Mah’s adventure brings to mind the 2004 film “The Terminal” where Tom Hanks’ character found himself stranded at New York’s JFK airport, denied entry to the U.S. but unable to return to his revolution-bound country. The film may have been inspired by the real-life drama of Mehran Karimi Nasseri, an Iranian expat who could not gain entry to other countries and spent years at France’s Charles de Gaulle International Airport.

Unlike either Hanks’ character or Nasseri, Mah’s stay has a definite end date. Still, he says, there were nay-sayers.

“People said `Don’t do it,”’ he chuckles. “My dad said, `If you want to do it, do it.”’

When The Associated Press caught up with Mah on Day 64, he was touring the airport’s wildlife control operations. Standing at the edge of a runway with planes taking off, wildlife officer Nick de Jongh taught Mah about the various guns and noisemakers used to scare birds away from planes.

Hoisting a pump-action shotgun to his shoulder, Mah fired off a round. And grinned.

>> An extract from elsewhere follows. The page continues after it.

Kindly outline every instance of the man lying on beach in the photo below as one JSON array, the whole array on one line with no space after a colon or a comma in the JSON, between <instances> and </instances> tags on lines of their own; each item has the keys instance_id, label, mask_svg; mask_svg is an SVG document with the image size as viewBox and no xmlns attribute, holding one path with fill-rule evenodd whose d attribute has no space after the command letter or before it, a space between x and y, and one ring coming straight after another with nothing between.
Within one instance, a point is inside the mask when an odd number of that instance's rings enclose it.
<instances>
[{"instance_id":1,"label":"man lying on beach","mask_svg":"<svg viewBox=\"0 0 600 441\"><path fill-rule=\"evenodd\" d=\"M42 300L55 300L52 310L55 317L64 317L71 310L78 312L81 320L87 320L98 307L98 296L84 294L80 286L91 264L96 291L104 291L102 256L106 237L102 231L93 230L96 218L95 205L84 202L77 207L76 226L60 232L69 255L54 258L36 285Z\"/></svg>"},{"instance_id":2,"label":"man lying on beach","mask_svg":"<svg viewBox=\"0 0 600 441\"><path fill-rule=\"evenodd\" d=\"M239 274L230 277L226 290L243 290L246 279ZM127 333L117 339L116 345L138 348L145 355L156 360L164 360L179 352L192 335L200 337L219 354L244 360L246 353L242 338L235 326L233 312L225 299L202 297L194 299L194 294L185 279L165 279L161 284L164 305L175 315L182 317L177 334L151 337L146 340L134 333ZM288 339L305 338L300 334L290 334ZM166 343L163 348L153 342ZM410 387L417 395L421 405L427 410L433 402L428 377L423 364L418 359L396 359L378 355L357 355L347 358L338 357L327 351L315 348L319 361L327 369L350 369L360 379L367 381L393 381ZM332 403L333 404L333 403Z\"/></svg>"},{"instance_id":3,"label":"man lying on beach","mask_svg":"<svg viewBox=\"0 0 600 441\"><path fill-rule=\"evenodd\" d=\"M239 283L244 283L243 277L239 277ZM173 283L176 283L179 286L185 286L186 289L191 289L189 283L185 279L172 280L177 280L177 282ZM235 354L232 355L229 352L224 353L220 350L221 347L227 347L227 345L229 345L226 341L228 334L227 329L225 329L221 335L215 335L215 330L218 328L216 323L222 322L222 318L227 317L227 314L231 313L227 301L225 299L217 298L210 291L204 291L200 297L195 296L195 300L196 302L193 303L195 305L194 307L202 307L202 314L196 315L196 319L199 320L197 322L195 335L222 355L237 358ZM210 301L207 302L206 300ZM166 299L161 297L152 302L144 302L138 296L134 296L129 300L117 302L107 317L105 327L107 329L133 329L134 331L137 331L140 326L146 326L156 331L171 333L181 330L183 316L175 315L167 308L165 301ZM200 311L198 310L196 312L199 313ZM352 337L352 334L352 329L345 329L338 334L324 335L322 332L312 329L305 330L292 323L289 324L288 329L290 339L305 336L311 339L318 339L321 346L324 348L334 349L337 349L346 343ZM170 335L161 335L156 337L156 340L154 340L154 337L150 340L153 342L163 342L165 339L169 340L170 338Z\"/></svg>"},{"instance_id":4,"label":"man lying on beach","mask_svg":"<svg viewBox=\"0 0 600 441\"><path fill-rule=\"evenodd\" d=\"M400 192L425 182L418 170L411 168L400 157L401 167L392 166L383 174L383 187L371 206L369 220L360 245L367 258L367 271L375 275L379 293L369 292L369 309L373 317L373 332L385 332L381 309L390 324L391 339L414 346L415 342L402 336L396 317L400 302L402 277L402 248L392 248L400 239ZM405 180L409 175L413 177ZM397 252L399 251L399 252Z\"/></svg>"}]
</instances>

As the wildlife truck rolled past landing jets, Mah got a tweet from a follower who saw pictures of him in the old airport sheriff’s cells he described as like being at Alcatraz.

“What are you doing in jail?” the tweet said. Mah laughed.

He’s spent nights loading fresh produce into the holds of Europe-bound 747s, helped sling baggage, and hung out in the control tower, which he describes as like being inside a video game. He sat in on a cockpit pre-flight check with Air Canada pilots, then watched the door close and sank back into a wheelchair on the skybridge as the plane pushed back against a “brilliant sunrise.”

Mah’s social life has not stopped completely: His girlfriend brings him goodies and sometimes takes his laundry, and he takes the occasional night off for drinks and dancing at The Flying Beaver Pub next to the airport’s float-plane base.

But he does admit to getting lonely. “I haven’t seen my friends in about a month,” he says.

Catley says Mah has brought the airport community together. “I think he’s going to miss this place,” she says. “He’s leaving a whole new set of friends.”